Ask your players how their characters know, and tell your players what their characters know.
In the case of the truck crash, this is what those ideas would look like. As your players decide they're leaving the MacGuffin in a partly disassembled WeMoveIt truck, you say:
Okay, so how are you planning to keep an eye on this until you can come back for it? Tracking device, surveillance hack, dress up like a janitor? Drink at the Teamster bar and listen to them gossip?
It doesn't really matter what your players say as long as it's remotely possible. Now you have a way to get them on the exciting chase you want them to get on, so you present that information in keeping with how they get it. So if somebody volunteered to nurse a Shirley Temple all night at the Teamster bar, you can say:
Along about 1 AM, a group of people in WeMoveIt coveralls storm in, mood like an angry sky. Apparently the boss decided that an order really needed to get out tonight, in the fog, over the mountain road, in an old beater of a delivery truck they just patched back into service. When the union balked, he schemed up a way to saddle Babyface Jensen with it, and he's never even driven that route. Poor kid's gonna die out there.
All of that is just stuff any GM might say, but then you can follow up with what their characters know, things you don't intend to be a mystery to the players.

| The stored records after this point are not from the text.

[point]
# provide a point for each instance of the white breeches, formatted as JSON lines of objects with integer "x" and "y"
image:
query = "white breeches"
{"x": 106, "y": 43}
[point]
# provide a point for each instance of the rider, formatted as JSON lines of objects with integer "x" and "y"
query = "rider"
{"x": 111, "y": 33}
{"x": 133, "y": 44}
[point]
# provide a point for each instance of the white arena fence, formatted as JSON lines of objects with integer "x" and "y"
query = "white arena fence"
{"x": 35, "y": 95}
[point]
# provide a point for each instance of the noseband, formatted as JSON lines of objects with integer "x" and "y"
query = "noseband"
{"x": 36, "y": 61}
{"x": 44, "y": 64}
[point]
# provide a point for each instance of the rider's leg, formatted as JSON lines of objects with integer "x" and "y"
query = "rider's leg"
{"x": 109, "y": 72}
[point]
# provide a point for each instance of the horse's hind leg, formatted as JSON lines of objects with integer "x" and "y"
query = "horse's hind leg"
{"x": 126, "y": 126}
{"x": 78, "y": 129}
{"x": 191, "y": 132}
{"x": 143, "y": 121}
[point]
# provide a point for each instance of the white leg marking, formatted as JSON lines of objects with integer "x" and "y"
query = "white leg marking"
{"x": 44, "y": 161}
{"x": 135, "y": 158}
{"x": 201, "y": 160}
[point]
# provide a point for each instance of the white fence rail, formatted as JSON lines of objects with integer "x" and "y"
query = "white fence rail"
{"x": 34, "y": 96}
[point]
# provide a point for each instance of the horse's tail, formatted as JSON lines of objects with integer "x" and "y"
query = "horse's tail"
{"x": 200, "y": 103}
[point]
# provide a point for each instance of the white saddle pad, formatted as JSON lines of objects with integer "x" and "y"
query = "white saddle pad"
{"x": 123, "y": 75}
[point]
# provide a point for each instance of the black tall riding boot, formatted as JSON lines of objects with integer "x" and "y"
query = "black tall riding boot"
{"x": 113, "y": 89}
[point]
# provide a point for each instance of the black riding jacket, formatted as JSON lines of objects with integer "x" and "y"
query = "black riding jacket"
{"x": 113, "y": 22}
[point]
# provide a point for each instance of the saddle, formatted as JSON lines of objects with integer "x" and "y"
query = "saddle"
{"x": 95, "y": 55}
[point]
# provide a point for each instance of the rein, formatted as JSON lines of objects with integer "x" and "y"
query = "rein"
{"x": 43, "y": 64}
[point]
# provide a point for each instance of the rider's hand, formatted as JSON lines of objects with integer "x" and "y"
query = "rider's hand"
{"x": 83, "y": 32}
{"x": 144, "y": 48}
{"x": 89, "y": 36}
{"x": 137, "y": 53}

There was only one beat-up old delivery truck in that warehouse, and you hid the MacGuffin in it. And yeah, the kid's probably going to die out there, especially if he does the rookie thing and takes the bridge over West River to get to the mountain road. It's still under construction after that disastrous explosion last week.
So, what are you doing?
Of course, not everything you have planned can get the how/what going this easily, like the disastrous archaeological dig on a remote continent. What do you do in that case?
The players can't lose if they're not there.
Now, things can happen all the time when the players aren't there. Like, Babyface Jensen got pressured into that ill-fated drive. But the players haven't lost because Jensen's out driving, that's just something they have to deal with.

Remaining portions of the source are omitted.